We have listened to our communities and our industries and this is what they are asking for. Knowing that this region of Australia is a bright and prosperous future, it will help keep our next generation in the city. ”

Speaking to ABC’s Frank Kelly this morning, Mr Lipprod said the new visa represents the biggest structural change for agricultural labor in Australian history.

“Visa numbers will be driven by interest – there are no covers,” he said.

“It will effectively go down to the current bilateral negotiations. And we are trying to speed up our relationship with countries like the Philippines, Thailand and Vietnam that have long-standing immigration ties. But it also means the UK, because this is clearly part of the UK Free Trade Agreement. So the British workers are coming under this, and this is a priority, but it is fulfilling and fulfilling the current plans of the Pacific. ”

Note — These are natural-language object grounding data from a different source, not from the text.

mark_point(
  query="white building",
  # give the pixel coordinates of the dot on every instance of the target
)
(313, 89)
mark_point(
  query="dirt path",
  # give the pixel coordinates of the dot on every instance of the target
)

There is nothing to stop 25,000 men and women through those current Pacific plans. This also applies to professional and semi-professional staff.

According to Mr. Lipprod, most of Australia’s meat processing industries now have 60 to 70 per cent capacity, as they do not have enough workers.

“It’s important to understand, these jobs are market-tested – so Australians get the first crack. But it is important to understand that farmers are patient, but they can no longer wait. They need labor. ”

Great start, but details are still needed

The Australian Meat Industry Council has welcomed the government’s visa announcement.

“This new visa represents a concerted effort by both industry and the government to realize that we are a vital service. This is not an attempt to replace Australian labor with cheap labor overseas – in fact it is much harder to go through this process to find workers on site than to hire locals. Patrick Hutson They said. But if we can’t do it the easy way, we have to do it the hard way.

“AMIC has been working on behalf of the entire industry. We are very clear about the key structures we are looking for – an industry that is concerned about the future of labor.

Although the new visa was “appreciated and appreciated”, there were a few important aspects of the meat processing industry that needed to continue working with the government – “Unlike red and vegetable production, red meat processing is very different. Department of Agriculture, ”said Mr Hutchinson.

“We still have to see how this happens. We do not want to see workers leave the country within nine to twelve months of their arrival. The manufacturing industry, with skill levels, is looking for people who have been here for four years. We are not a modern industry like horticulture – processing is 12 months of the year.

According to Mr Hutkinson, the new visa will not miraculously solve the problem of large-scale labor shortages for processors (click here to see previous history), as the national herd and herd will survive the drought.

“But it really helps with a broader solution,” he said.